GRESIK, Berita Utama– Krisis fiskal daerah memaksa Pemerintah Kabupaten (Pemkab) Gresik harus mengepras berbagai anggaran dalam rancangan perubahan APBD (P-APBD) Gresik tahun 2023 agar neraca keuangan berimbang. Sebab, pendapatan daerah yang awalnya diproyeksikan mencapai Rp 3,8 triliun, setelah dilakukan kajian mengalami penurunan target menjadi Rp 3,6 triliun. Padahal, belanja daerah sebesar Rp 4,01 triliun. Sehingga defisit belanja daerah mencapai Rp 335,7 miliar.
Untuk menutup defisit yakni melalui efesiensi. Salah satu rencana anggaran yang rencanaya dikepras oleh Tim Anggaran (Timang) Pemkab Gresik yakni pos anggaran di Sekretariat DPRD (Sekwan) Gresik.

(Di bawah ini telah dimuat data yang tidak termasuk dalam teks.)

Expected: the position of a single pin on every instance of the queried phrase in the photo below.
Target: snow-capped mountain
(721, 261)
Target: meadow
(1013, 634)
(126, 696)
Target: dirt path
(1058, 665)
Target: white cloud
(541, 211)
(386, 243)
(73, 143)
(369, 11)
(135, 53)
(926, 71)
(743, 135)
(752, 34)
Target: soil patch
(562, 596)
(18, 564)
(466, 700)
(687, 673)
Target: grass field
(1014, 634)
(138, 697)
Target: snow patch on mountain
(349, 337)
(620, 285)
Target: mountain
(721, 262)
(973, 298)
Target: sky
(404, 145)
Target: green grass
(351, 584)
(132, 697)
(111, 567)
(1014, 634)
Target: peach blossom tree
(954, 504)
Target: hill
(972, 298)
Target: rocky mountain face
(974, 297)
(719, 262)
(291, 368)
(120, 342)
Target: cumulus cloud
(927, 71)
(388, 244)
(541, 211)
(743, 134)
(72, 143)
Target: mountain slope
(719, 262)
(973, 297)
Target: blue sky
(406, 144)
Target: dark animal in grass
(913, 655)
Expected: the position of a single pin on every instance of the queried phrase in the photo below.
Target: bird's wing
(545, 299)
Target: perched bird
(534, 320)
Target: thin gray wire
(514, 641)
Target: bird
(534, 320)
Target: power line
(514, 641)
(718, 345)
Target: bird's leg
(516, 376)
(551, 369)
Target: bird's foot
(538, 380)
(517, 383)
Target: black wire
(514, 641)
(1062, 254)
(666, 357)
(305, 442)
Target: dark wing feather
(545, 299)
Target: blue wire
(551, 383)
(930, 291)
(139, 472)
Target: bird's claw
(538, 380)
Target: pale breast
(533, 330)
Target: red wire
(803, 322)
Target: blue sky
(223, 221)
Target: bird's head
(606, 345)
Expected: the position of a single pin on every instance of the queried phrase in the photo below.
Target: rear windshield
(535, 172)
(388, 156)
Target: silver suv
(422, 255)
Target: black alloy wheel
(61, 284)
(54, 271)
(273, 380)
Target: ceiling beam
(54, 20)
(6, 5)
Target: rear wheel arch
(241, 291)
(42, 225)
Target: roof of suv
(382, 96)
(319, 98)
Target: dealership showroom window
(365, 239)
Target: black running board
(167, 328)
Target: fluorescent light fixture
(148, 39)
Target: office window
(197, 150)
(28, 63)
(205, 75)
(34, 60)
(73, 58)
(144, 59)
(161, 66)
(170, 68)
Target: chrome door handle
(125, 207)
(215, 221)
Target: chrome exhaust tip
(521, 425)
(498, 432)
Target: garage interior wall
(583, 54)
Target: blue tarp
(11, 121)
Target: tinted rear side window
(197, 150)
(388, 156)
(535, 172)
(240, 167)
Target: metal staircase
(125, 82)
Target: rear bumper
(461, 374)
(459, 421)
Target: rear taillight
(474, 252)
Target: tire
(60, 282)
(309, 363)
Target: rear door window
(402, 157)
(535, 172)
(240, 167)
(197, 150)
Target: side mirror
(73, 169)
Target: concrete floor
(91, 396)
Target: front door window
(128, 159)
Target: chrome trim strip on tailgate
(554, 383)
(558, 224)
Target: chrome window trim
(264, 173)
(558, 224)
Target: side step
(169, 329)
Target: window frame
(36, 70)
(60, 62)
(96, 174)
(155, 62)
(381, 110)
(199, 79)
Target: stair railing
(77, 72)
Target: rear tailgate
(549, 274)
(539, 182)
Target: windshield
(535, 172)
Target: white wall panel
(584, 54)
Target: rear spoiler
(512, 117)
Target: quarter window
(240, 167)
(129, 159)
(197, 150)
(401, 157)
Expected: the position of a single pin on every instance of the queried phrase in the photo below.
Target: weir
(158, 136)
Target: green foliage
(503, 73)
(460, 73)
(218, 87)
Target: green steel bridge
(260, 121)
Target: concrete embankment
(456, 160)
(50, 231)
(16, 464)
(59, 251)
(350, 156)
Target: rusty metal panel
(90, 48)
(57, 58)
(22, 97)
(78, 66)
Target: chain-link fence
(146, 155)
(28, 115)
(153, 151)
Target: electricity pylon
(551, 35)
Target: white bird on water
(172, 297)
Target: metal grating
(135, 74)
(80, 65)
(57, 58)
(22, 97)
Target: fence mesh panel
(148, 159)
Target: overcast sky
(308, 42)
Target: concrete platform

Tak pelak, terjadi perdebatan sengit antara Badan Anggaran (Banggar) dan Timang dalam rapat.
Sebab, rencana tersebut bakal melumpuhkan kinerja DPRD Gresik dalam fungsi legislasi dan budgeting di tahun 2023.
‘Ada rencana Timang Pemkab Gresik mengepras anggaran sebesar Rp 18 miliar di pos Sekwan. Anggaran itu, rencana penggunaannya untuk pembahasan program pembentukan peraturan daerah (Propemperda) tahap II tahun 2023 hingga pembahasan ranperda tentang APBD Gresik tahun 2024 nanti,”ujar Ketua DPRD Gresik ex officio Ketua Banggar DPRD Gresik, Much Abdul Qodir dengan nada serius kepada awak media, Senin (21/08/2023).
Rencana Timang Pekab Gresik tersebut bakal melumpuhkan fungsi dari DPRD Gresik. Ditambah lagi, beberapa ranperda yang diusulkan untuk dibahas dalam propemperda tahap II tahun 2023, merupakan ranperda usul prakarsa dari eksekutif.
“Kalau memang dihilangkan, silahkan saja. Kita tidak menjalankan fungsi legislasi. Kan itu (ranperda-red) yang bakal dibahas dalam propemperda tahap II tahn 2023, semua usulan eksekutif dan menjadi kepentingan eksekutif. Termasuk, kita tidak membahas ranperda tentang APBD Gresik tahan 2024. Jadi, biar semuanya berhenti,”tandas dia.
Akhirnya, Timang Pemkab Gresik ‘ngeper’ dan mengurungkan rencana pengeprasan anggaran untuk DPRD Gresik yang berada di pos Sekwan Gresik. Sebaliknya, Abdul Qodir memberikan solusi agar anggaran barang dan jasa di berbagai OPD di lingkungan Pemkab Gresik yang harus dilakukan efesiensi.
“Seperti tahun kemarin, anggaran infrastruktur dipatok sebesar Rp 700 miliar. Tahun 2023, dianggarkan sebesar Rp 900 miliar. Ini yang kita minta diefesiensi agar disamakan dengan APBD Gresik tahun 2022 lalu,”tandas dia.
Kalau masih ada kekurangan untuk menutup defisit, sambung politisi PKB itu, maka pos anggaran belanja barang dan jasa di berbagai OPD yang harus dilakukan pengeprasan atau efesiensi. Sebab, ada isu yang meresahkan kalau usulan melalui pokok-pokok pikiran (pokir) DPRD Gresik yang merupakan hasil tindak lanjut dari reses, bakal dikurangi oleh Pemkab Gresik sebesar 10 %.
Alhasil, anggota DPRD Gresik menjadi konflik di internal seolah pimpinan dewan sepihak membuat kebijakan pemotongan pokir tersebut.
“Jadi, tidak ada pemotongan anggaran untuk pokir dari teman-teman,”pungkas dia.